A jornada de dia 14 em Itália anunciava-se como mais um poderoso protesto de estudantes e professores do ensino superior contra os cortes orçamentais decretados pelo governo de Berlusconi para as universidades e estabelecimentos de investigação do país.
Três confederações sindicais (CGIL, CISL e UIL) tinham convocado uma greve nacional. Apesar de a CISL, de inspiração católica, ter quebrado a unidade desistindo da acção no último momento, a paralisação foi amplamente seguida e acompanhada de grandiosas manifestações nas maiores cidades do país.
Na capital, Roma, aos estudantes do superior juntaram-se os do secundário num impressionante desfile. Por seu lado, professores e investigadores formaram a sua própria manifestação juntando mais de 100 mil pessoas segundo cálculos dos sindicatos.
Vários outros protestos realizaram-se no mesmo dia em Milão, Bolzano e Trente (Norte) Génova (Nordeste), Palermo (Sicília) ou Cagaliari (Sardenha), entre várias outras.
Reconhecendo a amplitude dos protestos, a ministra da Educação, sobre quem tem recaído o ónus do corte de 1,4 mil milhões de euros nos orçamentos da universidade e investigação, veio a público dar razão aos manifestantes. «Digo a todos os jovens que compreendo o seu descontentamento e que partilho as suas preocupações. Estou do seu lado», declarou Mariastella Gelmini ao diário La Repubblica, sem no entanto anunciar qualquer cedência por parte do governo.
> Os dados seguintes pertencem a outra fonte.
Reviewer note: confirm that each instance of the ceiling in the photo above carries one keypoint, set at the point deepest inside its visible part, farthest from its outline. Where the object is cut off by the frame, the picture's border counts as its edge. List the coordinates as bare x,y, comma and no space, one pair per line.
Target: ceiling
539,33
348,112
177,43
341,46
Alemães contra desigualdades

Para surpresa geral, também na Alemanha uma jornada contra a degradação do ensino, realizada no dia 12, adquiriu uma assinalável dimensão, com mais de 125 mil estudantes em protesto nas ruas.
Num país onde a contestação estudantil tem sido pouco frequente, uma greve convocada pelas associações levou ao encerramento da maioria das escolas em cerca de 40 cidades. Em Berlim, perto de dez mil jovens concentraram-se junto à câmara municipal, onde a chanceler Angela Merkel estava reunida com os ministros presidentes dos estados da Alemanha de Leste.
Manifestações semelhantes foram registadas em Brunswick, Bremen, Hamburgo e Kiel (Norte), bem como em Munique e Estugarda (Sul).
Turmas sobrelotadas e uma escola a duas velocidades que perpetua as desigualdades sociais são as principais razões do protesto dos estudantes que apresentaram como palavras de ordem «Educação para todos» ou «Sim à educação, não aos bancos», lembrando as ajudas milionárias concedidas pelo governo às instituições financeiras.
Os alunos exigem mais recursos para a educação, um limite máximo de 20 jovens por turma e criticam o actual sistema que os obriga a optar aos dez anos de idade por um curso profissional ou geral.
Merkel anunciou recentemente a decisão de consagrar à Educação sete por cento do PIB até 2015 contra os actuais 6,2 por cento.

Bolonha, não!

Igualmente em Espanha centenas de milhares de estudantes manifestaram-se, dia 13, nas principais cidades. Em Madrid, mais de 50 mil estudantes saíram à rua com palavras de ordem como «Em defesa da educação pública» e «Os capitalistas que paguem a crise». Em Barcelona, cerca de 80 mil estudantes e professores desfilaram sob o lema «Escola pública não está à venda». Importantes mobilizações registaram-se ainda em Sevilha, onde mais de 60 por cento dos estudantes do secundários fizeram greve.
Os protestos fizeram-se ouvir igualmente em Navarra, Málaga, Valência, Burgos, Granada, Lagronho, Vigo, Valladolid entre vários outros centros urbanos.
O chamado «processo de Bolonha» é o principal alvo dos estudantes, sobretudo devido ao aumento de propinas e às discriminações sociais daí decorrentes. Como declarou Javier Galán Blanco, representante da Associação de Estudantes das Universidades Públicas de Madrid, os novos cursos que estão a ser criados podem custar «entre os 1500 e os 13 mil euros, enquanto os actuais se situavam entre os 600 e os 1500».
Desta forma, acrescentou este líder estudantil citado pela Lusa, «nem todos os estudantes vão poder ter acesso a uma formação de qualidade e completa. Muitos terão de conformar-se com um nível de quatro anos que não lhes permitirá entrar na investigação».